1st Governor of Villa Clara Province
- In office 8 February 2020 – 2 February 2024
- Vice Governor: Milaxy Yanet Sánchez Armas
- Succeeded by: Milaxy Yanet Sánchez Armas

Personal details
- Born: August 8, 1966 (age 59)
- Citizenship: Cuba
- Party: PCC
- Other political affiliations: CDR CTC

= Alberto López Díaz =

Cuban politician

Alberto López Díaz is a Cuban politician and the Minister of Food Industry of Cuba (MINAL), succeeding Manuel Sobrino Martínez in early-2024 due to him being dismissed. He was formerly the governor of Villa Clara Province, from 8 February 2020, reelected May 28th, 2023, until 2 February 2024, when he became the MINAL.

==Career==

=== Before politics ===
López was a professor, head of a polytechnic institute, and a specialist at a water/sewer company before he joined politics.

=== Local government ===
Lóoez was first a president of a consejo popular in Santa Clara, and later a secretary and vice-president of the Municipal Assembly of Santa Clara.

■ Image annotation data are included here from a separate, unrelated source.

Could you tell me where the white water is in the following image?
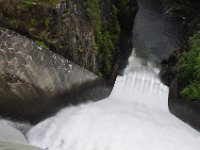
[28,49,200,150]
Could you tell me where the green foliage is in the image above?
[180,81,200,100]
[85,0,120,78]
[19,0,57,6]
[85,0,102,45]
[35,40,48,48]
[177,32,200,100]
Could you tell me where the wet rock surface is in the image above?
[0,28,97,121]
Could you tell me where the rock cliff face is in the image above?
[0,0,98,72]
[0,28,97,122]
[0,0,137,78]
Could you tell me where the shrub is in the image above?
[177,32,200,100]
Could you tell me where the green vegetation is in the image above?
[20,0,57,6]
[85,0,120,78]
[177,32,200,100]
[35,40,48,48]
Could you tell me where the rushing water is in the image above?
[28,48,200,150]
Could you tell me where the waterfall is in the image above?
[27,48,200,150]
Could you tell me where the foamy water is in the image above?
[27,49,200,150]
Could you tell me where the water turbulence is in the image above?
[27,48,200,150]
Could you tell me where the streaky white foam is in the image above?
[110,67,169,111]
[27,48,200,150]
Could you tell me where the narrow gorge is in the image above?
[0,0,200,150]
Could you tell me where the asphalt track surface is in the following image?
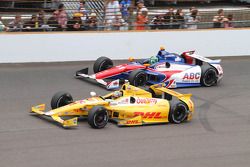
[0,57,250,167]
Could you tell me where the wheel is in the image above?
[128,70,147,86]
[50,92,73,109]
[168,101,188,124]
[88,106,108,129]
[201,65,218,87]
[93,57,114,73]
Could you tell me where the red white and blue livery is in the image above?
[76,51,223,89]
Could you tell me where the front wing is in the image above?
[31,104,77,128]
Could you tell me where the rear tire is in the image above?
[201,65,218,87]
[168,101,188,124]
[128,70,148,86]
[93,57,114,73]
[50,92,73,109]
[88,106,109,129]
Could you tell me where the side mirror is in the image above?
[90,92,96,97]
[128,57,135,62]
[165,62,170,68]
[143,64,150,67]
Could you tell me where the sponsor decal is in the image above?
[182,72,201,80]
[136,98,157,104]
[118,98,129,104]
[126,120,141,124]
[134,112,162,119]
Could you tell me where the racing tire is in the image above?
[201,65,218,87]
[88,106,109,129]
[50,92,73,109]
[168,101,188,124]
[128,70,148,86]
[93,57,114,73]
[147,88,161,98]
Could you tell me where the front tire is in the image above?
[128,70,148,86]
[50,92,73,109]
[93,57,114,73]
[168,101,188,124]
[201,65,218,87]
[88,106,108,129]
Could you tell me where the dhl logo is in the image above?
[126,120,141,124]
[134,112,162,119]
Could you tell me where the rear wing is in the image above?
[182,50,221,64]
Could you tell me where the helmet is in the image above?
[113,91,122,98]
[160,45,165,50]
[149,56,158,64]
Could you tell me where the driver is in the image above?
[157,46,182,62]
[149,56,159,65]
[157,46,170,59]
[111,91,122,100]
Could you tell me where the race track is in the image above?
[0,57,250,167]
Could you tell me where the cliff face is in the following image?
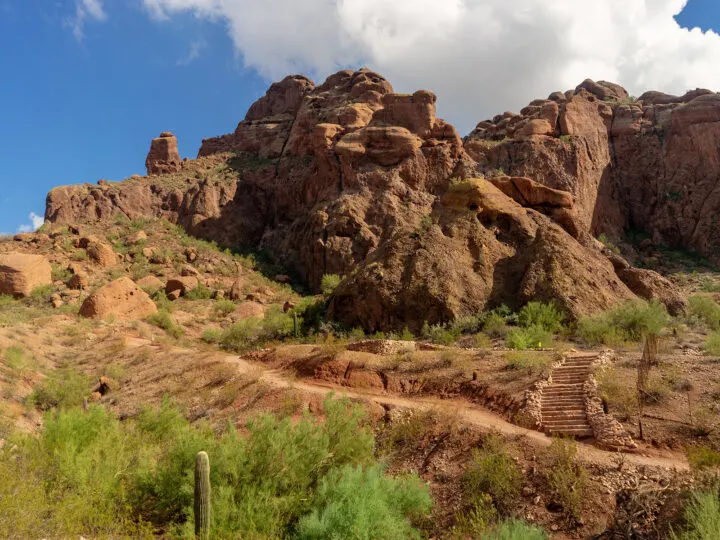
[465,81,720,262]
[46,70,696,330]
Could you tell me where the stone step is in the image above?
[542,411,587,422]
[546,428,593,439]
[540,404,585,415]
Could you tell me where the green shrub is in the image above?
[420,321,460,346]
[687,446,720,470]
[505,351,552,377]
[673,493,720,540]
[52,263,72,283]
[213,299,237,319]
[480,519,549,540]
[201,328,222,343]
[320,274,342,296]
[462,435,523,515]
[297,465,432,540]
[147,309,185,339]
[505,326,553,350]
[482,313,508,337]
[578,300,669,346]
[450,315,483,335]
[4,347,25,370]
[545,438,588,521]
[704,332,720,356]
[688,295,720,330]
[28,370,91,411]
[518,302,565,334]
[185,283,214,300]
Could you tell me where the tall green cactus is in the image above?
[195,452,212,540]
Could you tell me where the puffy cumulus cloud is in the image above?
[17,212,45,233]
[143,0,720,131]
[67,0,107,41]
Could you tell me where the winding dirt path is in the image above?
[224,356,689,471]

He then became a director and manager of provincial companies, and in 2007 he became the vice-president of the Provincial Council of People's Power of Villa Clara Province, and later vice president, president, and later governor of Villa Clara.

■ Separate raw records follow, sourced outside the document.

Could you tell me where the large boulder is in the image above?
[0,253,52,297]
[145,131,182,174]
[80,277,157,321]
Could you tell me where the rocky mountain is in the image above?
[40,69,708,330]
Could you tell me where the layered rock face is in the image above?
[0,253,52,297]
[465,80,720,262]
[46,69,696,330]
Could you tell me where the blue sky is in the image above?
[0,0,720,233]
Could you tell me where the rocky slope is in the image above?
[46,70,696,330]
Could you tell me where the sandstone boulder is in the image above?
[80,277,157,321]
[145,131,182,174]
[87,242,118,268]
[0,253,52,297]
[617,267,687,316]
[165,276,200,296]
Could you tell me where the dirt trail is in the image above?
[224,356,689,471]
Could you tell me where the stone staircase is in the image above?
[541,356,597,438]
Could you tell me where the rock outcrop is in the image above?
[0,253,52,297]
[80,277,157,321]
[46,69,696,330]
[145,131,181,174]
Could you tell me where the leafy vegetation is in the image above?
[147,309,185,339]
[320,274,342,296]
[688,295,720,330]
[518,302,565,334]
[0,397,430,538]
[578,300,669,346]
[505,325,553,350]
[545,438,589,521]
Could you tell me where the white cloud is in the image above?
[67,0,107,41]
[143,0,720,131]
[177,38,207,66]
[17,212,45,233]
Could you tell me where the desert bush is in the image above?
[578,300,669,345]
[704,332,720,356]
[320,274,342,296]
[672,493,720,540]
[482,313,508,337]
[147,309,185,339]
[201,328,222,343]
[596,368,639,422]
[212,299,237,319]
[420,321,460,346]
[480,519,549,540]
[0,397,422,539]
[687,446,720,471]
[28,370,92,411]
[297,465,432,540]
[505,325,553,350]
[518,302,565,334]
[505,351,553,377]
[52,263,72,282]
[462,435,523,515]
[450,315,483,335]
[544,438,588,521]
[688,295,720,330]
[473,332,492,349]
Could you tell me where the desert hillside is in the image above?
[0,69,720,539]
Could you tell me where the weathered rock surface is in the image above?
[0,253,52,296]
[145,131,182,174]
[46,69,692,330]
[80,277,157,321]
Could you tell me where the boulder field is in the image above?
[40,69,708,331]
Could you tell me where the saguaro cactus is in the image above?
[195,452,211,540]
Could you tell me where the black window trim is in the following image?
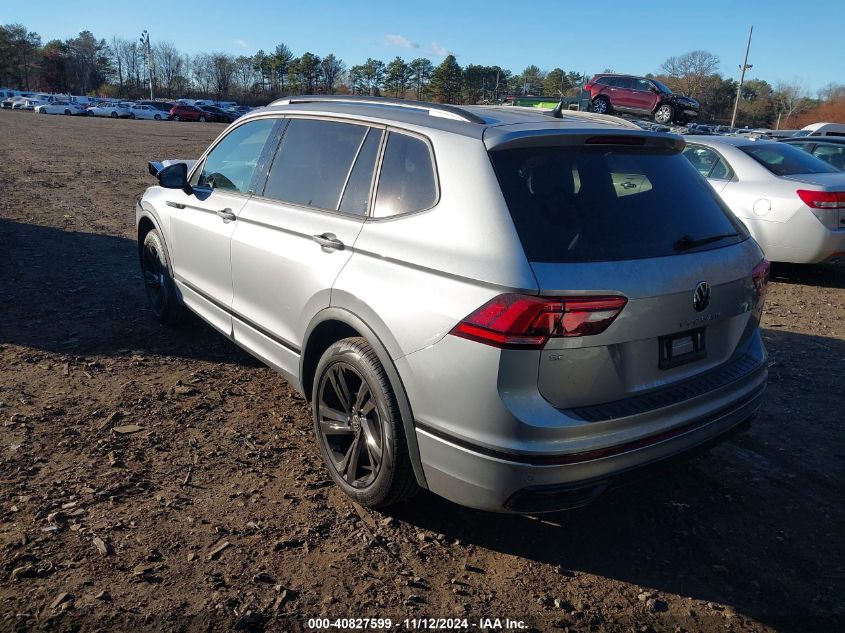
[365,125,440,222]
[188,113,284,198]
[253,113,387,221]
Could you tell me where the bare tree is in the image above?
[234,55,256,101]
[191,53,214,96]
[211,53,235,99]
[660,50,719,97]
[320,53,345,94]
[773,82,809,125]
[153,42,183,97]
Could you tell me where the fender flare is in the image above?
[299,307,428,489]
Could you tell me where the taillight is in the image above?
[751,259,771,301]
[450,294,628,349]
[798,189,845,209]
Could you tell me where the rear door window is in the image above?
[340,129,382,215]
[491,146,747,262]
[373,132,437,218]
[264,119,368,211]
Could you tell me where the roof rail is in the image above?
[270,95,487,125]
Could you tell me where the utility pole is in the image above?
[141,29,154,101]
[731,24,754,127]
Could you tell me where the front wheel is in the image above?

===Minister of Food Industry===
López became the Minister of Food Industry of Cuba (MINAL) in early-2024, succeeding Manuel Sobrino Martínez, after Sobrino was dismissed due to his lack of providing food supplies and poor management. He made promises to transform these issues, and throughout the rest of the year he made comments on why this hasn't yet to happen. In July, he stated to the public that they have a lack of resources and that the production model needed to be changed, although he stated later in November that these problems haven't changed. In December, López stated in-front of the National Assembly of People's Power that the government of Miguel Díaz-Canel's "continuity" has put the country into one of the worst food crisis it has ever seen. In the same speech he also stated a strategy on how to slowly transform the production so that food can be at a more affordable price.

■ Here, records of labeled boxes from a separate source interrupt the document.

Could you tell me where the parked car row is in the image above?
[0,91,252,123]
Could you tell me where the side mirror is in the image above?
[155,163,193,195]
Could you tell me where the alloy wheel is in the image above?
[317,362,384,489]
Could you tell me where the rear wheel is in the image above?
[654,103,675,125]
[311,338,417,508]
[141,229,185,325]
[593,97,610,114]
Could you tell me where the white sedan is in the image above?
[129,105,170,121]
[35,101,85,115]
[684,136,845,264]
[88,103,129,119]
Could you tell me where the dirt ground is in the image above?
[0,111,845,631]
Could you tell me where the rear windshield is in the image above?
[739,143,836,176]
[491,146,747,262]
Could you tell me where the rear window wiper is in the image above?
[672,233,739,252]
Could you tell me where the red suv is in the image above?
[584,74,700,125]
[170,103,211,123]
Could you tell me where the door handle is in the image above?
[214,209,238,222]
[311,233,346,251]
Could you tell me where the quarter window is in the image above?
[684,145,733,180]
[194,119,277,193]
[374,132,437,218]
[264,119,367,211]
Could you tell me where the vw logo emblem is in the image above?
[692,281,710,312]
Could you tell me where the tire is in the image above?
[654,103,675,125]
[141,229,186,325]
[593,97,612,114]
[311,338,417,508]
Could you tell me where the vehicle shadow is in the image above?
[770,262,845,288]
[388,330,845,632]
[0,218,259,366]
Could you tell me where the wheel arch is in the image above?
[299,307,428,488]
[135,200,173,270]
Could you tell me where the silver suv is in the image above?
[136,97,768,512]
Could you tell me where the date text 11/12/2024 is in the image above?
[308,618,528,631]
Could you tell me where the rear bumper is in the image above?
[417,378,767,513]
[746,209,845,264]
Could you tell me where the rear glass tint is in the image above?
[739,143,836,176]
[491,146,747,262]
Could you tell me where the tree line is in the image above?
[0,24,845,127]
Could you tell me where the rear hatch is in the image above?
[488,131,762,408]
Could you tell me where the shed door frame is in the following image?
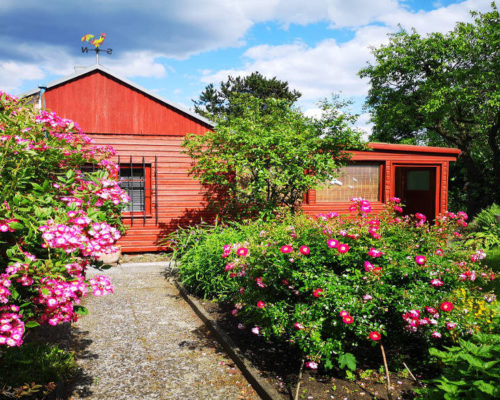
[391,163,442,219]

López has made plans in order to increase production for 2025, with at an aim at doubling cooperative production and having a 26 percent increase in contributions to the country. It also urged for more cultivation of different types of seafood, but it remained mostly stagnant or sent for exports, with international sales not helping the domestic economy, due to no actual investments being made.